Indeed, problems in the credit markets have scared investors into giving up yield for safety, Mr. Crane said.

It's a trade-off, however, that investors don't have to make, said W. Douglas Beck, managing director and head of products at DWS Scudder, the U.S. retail division of Deutsche Asset Management, a subsidiary of Deutsche Bank AG of Frankfurt, Germany.

At least that's what DWS Scudder is hoping to convince investors through such products as the $1.8 billion DWS Short Duration Plus Fund.

The fund generally invests in high-quality, short-duration bonds, but aims to enhance returns by employing the firm's integrated Global Alpha Platform strategy.

The iGAP strategy seeks to identify the relative value to be found among global bond, cash and currency markets, and then to benefit from disparities through the use of fixed-income futures and currency-forward contracts.

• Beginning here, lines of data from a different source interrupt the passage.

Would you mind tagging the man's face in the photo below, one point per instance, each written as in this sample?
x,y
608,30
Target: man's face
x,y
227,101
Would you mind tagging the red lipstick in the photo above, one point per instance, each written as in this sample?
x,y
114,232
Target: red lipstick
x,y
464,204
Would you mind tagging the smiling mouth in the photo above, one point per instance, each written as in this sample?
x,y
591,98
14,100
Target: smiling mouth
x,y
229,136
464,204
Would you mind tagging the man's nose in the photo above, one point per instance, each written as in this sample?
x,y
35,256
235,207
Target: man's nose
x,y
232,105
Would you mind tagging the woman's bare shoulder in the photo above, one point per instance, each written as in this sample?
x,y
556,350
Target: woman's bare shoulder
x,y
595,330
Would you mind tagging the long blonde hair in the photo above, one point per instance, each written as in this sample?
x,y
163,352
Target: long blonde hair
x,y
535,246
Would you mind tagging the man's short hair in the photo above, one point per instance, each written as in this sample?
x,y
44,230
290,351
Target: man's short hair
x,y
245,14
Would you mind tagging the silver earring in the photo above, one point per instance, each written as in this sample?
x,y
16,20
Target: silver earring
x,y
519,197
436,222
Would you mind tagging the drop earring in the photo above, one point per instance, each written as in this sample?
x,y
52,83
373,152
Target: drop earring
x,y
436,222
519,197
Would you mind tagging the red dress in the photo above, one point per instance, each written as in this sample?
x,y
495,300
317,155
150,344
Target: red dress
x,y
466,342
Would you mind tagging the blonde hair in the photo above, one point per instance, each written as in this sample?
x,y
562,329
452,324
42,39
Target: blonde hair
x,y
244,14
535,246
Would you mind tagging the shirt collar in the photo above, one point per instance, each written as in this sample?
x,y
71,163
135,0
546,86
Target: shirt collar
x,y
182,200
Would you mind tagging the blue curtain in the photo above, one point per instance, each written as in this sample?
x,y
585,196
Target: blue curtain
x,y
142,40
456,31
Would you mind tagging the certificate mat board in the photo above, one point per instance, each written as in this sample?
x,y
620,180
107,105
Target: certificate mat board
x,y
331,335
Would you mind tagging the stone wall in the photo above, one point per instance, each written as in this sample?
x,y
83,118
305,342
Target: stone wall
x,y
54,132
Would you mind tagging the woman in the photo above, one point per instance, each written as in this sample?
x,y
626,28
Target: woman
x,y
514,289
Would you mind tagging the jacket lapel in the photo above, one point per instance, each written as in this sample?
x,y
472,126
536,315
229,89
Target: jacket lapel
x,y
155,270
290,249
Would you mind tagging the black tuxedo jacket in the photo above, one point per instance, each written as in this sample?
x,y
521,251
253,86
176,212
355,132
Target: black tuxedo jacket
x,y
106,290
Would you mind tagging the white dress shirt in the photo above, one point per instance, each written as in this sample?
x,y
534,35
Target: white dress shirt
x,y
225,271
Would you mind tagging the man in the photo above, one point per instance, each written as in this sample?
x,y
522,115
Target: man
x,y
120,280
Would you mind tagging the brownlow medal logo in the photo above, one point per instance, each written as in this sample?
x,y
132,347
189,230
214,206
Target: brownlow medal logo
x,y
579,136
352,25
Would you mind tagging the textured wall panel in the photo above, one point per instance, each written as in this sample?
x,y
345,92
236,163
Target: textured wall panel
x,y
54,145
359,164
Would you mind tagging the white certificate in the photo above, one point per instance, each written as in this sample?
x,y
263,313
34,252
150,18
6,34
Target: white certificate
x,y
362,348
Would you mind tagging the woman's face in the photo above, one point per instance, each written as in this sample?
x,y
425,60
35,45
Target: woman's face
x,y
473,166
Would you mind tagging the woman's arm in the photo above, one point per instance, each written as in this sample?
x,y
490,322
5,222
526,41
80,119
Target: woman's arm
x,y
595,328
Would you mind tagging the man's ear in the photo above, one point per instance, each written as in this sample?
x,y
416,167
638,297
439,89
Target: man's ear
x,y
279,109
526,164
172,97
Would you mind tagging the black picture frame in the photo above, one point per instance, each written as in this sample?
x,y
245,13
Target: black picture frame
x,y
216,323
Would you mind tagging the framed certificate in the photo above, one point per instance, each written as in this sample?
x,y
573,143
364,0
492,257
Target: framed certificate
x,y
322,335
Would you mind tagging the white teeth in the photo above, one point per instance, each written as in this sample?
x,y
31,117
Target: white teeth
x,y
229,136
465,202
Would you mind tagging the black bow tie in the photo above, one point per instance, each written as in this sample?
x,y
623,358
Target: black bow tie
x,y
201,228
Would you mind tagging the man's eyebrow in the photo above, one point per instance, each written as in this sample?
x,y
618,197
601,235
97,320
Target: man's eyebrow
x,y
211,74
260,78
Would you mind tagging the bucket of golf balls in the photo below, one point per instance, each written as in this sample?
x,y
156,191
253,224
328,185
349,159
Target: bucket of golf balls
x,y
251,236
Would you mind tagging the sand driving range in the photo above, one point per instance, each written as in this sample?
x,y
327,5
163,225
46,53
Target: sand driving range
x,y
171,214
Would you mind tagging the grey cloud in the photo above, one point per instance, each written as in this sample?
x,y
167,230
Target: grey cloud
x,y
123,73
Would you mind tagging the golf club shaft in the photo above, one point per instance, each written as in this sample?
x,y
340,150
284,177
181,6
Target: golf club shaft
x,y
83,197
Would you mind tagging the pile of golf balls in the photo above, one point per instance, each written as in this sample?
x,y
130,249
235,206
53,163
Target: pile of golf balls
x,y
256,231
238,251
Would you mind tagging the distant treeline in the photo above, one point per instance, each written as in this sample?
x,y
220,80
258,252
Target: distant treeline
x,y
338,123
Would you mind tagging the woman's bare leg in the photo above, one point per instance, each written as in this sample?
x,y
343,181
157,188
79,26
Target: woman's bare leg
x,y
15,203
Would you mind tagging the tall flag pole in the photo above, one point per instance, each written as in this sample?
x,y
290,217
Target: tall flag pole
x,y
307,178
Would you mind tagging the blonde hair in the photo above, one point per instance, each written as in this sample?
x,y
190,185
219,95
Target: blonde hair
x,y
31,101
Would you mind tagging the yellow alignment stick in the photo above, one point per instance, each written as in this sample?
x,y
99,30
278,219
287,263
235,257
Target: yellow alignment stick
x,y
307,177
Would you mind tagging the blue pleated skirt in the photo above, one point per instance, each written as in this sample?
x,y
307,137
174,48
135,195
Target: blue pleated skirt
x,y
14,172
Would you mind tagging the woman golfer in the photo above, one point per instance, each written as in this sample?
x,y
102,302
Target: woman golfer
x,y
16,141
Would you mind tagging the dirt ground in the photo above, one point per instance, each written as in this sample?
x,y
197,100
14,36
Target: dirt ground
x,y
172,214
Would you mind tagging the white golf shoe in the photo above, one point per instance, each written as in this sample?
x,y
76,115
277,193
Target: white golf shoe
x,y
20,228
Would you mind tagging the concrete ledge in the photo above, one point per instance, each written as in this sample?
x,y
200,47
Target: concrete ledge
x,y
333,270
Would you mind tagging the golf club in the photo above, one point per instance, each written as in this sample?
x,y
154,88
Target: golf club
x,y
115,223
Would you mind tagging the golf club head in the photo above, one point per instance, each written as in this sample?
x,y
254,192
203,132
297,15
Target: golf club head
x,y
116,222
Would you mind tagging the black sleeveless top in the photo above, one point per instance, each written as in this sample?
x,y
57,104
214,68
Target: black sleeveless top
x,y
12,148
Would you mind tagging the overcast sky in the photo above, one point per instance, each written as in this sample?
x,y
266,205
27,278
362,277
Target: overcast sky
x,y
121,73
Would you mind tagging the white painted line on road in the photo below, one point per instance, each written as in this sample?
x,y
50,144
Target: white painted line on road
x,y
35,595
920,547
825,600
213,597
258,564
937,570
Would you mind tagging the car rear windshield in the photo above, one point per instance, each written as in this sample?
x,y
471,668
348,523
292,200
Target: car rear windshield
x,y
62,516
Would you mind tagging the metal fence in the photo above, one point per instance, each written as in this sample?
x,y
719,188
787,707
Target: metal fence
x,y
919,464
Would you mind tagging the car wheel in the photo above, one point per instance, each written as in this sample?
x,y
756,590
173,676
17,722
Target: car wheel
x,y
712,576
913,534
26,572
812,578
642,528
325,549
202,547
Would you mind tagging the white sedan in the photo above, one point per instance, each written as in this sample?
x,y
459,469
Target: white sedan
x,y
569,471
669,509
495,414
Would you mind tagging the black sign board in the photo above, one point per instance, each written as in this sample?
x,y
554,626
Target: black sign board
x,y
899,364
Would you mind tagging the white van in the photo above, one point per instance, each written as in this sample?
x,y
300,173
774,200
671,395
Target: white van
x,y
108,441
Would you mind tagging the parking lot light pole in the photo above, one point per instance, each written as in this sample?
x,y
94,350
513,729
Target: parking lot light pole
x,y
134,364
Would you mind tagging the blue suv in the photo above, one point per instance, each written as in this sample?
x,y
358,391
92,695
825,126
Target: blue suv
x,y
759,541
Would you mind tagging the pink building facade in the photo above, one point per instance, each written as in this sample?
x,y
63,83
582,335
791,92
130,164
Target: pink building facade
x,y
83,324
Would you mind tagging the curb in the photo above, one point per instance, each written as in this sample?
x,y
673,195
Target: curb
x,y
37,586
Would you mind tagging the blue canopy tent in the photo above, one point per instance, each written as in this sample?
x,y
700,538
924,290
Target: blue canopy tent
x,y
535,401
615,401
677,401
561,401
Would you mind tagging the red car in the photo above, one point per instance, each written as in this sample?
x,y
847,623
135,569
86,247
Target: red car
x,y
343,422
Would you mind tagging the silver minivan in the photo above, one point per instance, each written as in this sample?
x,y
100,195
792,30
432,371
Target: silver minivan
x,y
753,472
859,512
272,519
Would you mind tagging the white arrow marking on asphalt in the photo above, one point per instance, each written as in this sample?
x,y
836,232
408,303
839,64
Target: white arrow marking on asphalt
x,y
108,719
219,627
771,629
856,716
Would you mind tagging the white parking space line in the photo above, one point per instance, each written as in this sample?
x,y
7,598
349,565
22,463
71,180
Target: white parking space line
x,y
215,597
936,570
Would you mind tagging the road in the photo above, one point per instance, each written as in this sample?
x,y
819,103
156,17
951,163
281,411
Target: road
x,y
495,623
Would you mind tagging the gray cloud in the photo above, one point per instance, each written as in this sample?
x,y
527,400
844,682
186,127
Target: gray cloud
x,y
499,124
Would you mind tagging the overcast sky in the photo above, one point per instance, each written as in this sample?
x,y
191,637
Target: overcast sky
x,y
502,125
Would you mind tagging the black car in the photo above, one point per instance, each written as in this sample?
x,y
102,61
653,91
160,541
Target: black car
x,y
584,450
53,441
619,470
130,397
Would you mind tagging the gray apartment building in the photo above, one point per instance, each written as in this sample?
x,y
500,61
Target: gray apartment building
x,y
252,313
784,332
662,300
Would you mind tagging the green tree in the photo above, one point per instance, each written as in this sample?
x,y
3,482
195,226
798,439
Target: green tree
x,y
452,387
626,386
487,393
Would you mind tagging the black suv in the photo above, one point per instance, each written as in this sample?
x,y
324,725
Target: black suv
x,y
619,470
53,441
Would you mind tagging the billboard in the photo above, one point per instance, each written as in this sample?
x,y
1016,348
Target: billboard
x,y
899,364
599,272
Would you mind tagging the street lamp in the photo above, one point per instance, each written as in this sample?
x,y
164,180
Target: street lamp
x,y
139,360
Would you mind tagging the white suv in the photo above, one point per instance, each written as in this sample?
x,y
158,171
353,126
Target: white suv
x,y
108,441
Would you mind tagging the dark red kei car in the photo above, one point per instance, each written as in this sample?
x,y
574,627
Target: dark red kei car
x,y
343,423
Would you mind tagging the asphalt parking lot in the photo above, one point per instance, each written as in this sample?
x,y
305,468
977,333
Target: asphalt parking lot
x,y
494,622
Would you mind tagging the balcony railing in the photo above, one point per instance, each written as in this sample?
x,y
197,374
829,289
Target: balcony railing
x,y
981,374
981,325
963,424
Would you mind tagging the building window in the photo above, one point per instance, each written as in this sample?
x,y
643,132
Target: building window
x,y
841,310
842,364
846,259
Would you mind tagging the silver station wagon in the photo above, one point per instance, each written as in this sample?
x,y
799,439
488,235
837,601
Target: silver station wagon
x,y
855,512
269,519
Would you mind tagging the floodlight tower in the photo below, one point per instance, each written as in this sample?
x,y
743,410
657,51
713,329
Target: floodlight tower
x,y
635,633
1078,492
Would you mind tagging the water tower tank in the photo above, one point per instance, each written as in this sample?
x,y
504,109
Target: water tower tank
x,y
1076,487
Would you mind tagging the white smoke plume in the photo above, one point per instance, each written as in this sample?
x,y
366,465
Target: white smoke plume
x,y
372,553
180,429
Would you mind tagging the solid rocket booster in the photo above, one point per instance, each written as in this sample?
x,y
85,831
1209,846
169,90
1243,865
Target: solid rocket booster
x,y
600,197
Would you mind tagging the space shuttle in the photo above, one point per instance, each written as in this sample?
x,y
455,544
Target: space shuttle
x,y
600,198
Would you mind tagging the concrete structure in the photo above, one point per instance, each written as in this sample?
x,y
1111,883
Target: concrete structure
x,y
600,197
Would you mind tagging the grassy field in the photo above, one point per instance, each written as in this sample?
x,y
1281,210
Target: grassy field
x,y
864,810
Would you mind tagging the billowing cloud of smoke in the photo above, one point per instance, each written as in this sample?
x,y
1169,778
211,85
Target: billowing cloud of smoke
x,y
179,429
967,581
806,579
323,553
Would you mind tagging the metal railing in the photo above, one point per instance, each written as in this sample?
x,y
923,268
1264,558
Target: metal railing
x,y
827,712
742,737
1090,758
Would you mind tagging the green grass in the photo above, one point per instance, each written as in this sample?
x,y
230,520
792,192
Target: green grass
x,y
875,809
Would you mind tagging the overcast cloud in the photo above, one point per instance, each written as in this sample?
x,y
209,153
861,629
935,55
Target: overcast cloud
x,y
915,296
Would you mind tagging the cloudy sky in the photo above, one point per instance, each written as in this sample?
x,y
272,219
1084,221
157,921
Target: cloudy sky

DWS Scudder has been talking with advisers about the fund, hoping to convince them that it's a better place to park client assets than a money market fund, Mr. Beck said.

The market sell-off that led to the rush of assets into money funds is "overdone," he said.

Richard Schroeder, executive vice president of Schroeder Braxton & Vogt Inc., a financial advisory firm in Amherst, N.Y., isn't familiar with the DWS Scudder fund, but he agrees that putting more money into money funds probably isn't the smartest move over the long-term.

"You want to stay ahead of inflation, and you won't do that in money funds," he said.

The seven-day average yield for all money funds was 4.52% for the week ending Oct. 2, while the fed funds rate was 4.75%, according to iMoneyNet.

As a result, Mr. Schroeder said, he's more inclined to use short-term-bond funds.

That's not to say that money funds don't have their place, he said. For example, they can be used to fulfill a client's need to access cash.

But they contribute little to the long-term growth of returns, Mr. Schroeder said.

Given the recent credit crunch and subprime-mortgage meltdown, however, it's understandable that investors would be scared, said Jeff Feldman, president of Rochester Financial Services in Pittsford, N.Y.

He's not rushing into money funds, but he's much more aware of the credit quality of the bond funds that he invests in, he said.

It doesn't appear that investors, however, will be tempted to leave money funds anytime soon, industry experts predicted.

"It's a tough sell getting people to crawl out of the bunker," Mr. Crane said.

Making it even tougher is the fact that average money fund yields have remained stubbornly high, he said.

Usually, money fund yields drop when the fed funds rate is cut, but that hasn't happened, Mr. Crane said. He noted that they have come down slightly but not enough to reflect the half-point cut.

Investors, however, shouldn't count on money fund yields' staying so high, Mr. Crane said, as money fund rates will eventually catch up with the cut in the funds rate.